Speaking of Gem, which is available free in Canada, we like to venture to this platform to watch Still Standing. A show about Canadian small towns that are struggling to survive. It is light, and funny and shares a lot of interesting and unique details about the people and geography across this country. In addition to Canadian news and content, Gem also streams some great British Shows. Ghosts is one I tripped over in October when The Doc was away. It is about a couple who inherit an old rundown mansion that is haunted by a group of crazy spirits that only the wife can see. I blew through season one when The Doc was absent. I need to carve out some time alone to watch season two.
Then there is Amazon Prime where we test drove Yellowstone and managed about six episodes thus far.
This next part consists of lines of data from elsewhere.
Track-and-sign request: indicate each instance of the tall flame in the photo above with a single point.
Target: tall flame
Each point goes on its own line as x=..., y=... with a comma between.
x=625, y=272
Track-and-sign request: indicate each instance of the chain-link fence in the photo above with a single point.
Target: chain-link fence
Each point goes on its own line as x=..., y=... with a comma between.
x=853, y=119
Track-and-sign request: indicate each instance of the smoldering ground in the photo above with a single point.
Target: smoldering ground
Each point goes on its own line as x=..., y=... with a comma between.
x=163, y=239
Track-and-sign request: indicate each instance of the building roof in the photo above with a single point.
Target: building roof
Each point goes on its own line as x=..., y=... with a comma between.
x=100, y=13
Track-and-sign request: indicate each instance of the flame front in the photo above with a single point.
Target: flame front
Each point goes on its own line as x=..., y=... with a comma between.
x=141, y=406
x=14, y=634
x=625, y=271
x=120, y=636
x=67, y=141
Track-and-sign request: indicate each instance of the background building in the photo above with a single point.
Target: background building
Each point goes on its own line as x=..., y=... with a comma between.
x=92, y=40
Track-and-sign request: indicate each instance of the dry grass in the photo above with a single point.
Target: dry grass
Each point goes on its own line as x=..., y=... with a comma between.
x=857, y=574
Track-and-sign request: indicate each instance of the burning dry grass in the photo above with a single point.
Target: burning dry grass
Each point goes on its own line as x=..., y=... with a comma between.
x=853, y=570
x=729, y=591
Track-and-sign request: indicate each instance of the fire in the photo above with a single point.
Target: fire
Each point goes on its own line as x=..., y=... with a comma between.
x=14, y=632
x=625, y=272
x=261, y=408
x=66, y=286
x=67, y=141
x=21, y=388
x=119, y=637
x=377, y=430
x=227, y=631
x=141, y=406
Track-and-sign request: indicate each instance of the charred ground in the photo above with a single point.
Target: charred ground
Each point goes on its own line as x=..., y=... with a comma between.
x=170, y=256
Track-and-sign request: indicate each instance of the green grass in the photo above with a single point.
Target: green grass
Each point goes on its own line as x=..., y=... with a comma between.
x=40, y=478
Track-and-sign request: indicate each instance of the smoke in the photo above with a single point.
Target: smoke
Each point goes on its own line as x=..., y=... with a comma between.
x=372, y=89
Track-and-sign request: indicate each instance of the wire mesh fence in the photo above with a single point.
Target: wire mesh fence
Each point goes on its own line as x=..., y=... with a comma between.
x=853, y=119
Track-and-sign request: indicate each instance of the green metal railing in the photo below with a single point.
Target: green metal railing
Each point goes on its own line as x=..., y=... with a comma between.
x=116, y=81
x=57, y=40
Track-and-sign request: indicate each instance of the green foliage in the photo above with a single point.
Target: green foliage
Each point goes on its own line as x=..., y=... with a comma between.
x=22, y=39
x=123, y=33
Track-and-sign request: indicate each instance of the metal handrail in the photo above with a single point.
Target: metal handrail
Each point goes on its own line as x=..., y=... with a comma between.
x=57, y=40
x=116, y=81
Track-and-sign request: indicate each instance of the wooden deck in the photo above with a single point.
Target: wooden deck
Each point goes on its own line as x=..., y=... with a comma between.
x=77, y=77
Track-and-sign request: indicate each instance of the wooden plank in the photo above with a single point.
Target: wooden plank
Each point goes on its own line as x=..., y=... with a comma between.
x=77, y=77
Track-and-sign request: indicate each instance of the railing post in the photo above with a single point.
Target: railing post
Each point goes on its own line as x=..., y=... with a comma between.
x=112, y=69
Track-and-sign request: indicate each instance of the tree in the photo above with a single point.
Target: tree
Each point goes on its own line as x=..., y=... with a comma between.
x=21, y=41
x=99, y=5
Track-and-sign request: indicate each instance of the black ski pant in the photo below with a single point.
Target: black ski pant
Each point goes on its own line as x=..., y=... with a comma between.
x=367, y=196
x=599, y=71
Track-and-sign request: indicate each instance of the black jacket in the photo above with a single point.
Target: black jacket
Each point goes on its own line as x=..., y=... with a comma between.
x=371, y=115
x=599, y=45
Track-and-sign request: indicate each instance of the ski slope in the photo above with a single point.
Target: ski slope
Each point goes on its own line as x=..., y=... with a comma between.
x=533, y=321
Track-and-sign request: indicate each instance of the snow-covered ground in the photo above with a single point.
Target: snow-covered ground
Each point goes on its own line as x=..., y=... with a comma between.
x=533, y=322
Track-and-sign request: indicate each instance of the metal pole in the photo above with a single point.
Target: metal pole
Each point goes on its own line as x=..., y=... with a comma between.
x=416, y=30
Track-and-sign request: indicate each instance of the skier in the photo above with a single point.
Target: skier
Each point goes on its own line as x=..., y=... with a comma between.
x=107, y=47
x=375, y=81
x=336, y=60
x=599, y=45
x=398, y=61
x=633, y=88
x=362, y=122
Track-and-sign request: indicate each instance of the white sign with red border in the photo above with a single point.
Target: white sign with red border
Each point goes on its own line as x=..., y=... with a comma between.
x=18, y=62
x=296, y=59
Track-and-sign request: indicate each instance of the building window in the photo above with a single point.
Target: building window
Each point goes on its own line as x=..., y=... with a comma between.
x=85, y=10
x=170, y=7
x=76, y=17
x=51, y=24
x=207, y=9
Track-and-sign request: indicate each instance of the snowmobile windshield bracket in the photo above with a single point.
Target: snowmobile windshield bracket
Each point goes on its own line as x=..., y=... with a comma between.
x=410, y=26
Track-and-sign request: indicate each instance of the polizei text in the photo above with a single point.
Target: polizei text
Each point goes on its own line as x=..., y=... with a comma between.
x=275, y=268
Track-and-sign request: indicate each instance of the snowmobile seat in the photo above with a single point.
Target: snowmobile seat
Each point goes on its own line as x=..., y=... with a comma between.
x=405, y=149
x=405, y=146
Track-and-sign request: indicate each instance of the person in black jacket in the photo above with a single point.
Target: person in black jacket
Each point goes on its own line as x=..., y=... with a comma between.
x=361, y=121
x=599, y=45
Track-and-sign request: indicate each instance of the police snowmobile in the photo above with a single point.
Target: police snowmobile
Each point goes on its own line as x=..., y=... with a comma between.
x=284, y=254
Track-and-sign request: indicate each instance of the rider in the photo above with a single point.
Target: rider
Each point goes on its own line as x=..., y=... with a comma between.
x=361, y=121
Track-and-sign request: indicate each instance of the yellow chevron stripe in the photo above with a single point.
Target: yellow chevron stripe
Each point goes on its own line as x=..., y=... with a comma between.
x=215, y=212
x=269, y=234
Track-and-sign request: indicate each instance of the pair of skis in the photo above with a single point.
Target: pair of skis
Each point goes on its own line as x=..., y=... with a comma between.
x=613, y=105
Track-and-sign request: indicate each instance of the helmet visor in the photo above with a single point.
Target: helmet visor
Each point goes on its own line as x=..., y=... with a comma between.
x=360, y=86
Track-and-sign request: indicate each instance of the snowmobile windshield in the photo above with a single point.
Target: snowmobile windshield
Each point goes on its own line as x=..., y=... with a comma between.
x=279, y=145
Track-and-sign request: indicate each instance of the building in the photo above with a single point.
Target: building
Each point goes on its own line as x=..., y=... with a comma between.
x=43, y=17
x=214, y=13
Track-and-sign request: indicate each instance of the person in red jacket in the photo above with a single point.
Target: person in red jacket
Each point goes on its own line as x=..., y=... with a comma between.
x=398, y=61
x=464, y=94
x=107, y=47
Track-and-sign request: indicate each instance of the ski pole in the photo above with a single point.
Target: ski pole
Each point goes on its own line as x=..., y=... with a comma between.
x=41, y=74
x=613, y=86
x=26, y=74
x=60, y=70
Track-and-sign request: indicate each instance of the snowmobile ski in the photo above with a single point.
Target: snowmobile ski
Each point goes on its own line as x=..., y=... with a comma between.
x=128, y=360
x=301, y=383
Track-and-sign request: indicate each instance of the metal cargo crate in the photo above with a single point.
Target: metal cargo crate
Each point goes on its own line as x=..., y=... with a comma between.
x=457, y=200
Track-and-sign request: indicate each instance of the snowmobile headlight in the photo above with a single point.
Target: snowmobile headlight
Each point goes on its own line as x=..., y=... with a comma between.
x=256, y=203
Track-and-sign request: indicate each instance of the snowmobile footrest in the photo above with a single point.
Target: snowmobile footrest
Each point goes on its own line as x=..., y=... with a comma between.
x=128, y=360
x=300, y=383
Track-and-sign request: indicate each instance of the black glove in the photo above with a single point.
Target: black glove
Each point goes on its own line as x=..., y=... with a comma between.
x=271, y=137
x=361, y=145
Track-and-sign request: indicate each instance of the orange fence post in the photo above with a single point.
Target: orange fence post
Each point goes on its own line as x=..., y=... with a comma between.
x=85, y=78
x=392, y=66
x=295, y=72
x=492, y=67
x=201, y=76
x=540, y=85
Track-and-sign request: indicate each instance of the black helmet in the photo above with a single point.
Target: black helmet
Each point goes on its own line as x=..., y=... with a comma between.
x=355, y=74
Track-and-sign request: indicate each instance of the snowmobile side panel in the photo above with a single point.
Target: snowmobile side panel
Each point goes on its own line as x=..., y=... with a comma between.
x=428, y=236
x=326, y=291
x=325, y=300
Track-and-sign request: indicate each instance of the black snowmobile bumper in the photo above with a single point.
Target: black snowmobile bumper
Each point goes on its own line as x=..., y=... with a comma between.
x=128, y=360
Yellowstone is a much-hyped, prairie-sized, ranch-based soap opera full of nasty people that will do just about anything to get their way. None of the main characters have any redeeming qualities that I can see so I feel as if I have no one to root for. It is a big budget show, with Kevin Costner as the patriarch, and I am sure that it has many fans. I have yet to be one of them. We also made it through the first season of Tom Clancy’s Jack Ryan with John Krasinski, and have started season two. This is also a shoot-first, ask questions later drama. Yes there are some analytics involved, but season two has appeared to have upped the violence and squashed the basic story. We are currently taking a break from this one.
Of all the shows we have been watching this season, I can’t get enough of The Marvelous Mrs. Maisel on Prime. Created and written by the same people who created The Gilmore Girls, The Marvelous Mrs. Maisel is unique. The dialogue is witty. The costumes, early 1960’s, are fabulous, and it is funny as hell. Not that hell, if you believe in it, is funny; but I think you get my point. When her husband flops while trying to be a standup comic and then decides to leave her, Midge Maisel is left to pick up the pieces of her life. After a few too many drinks she steps on to the stage to deliver her own comedic monologue. She is a natural. She is also Jewish, with two kids and stereotypical Jewish parents. We get to watch Midge as she tries to navigate all this along with her new manager Susie, who is just a little rough around the edges. I highly recommend this show unless, of course, you are a person who doesn’t like to hear the word fuck tossed around frequently. For me, this is the show that makes Amazon Prime worth keeping.
Our hope is that these streaming services will continue to keep us entertained for the next few months. Because after that, nothing, absolutely nothing, including Mrs. Maisel, will keep us from watching baseball.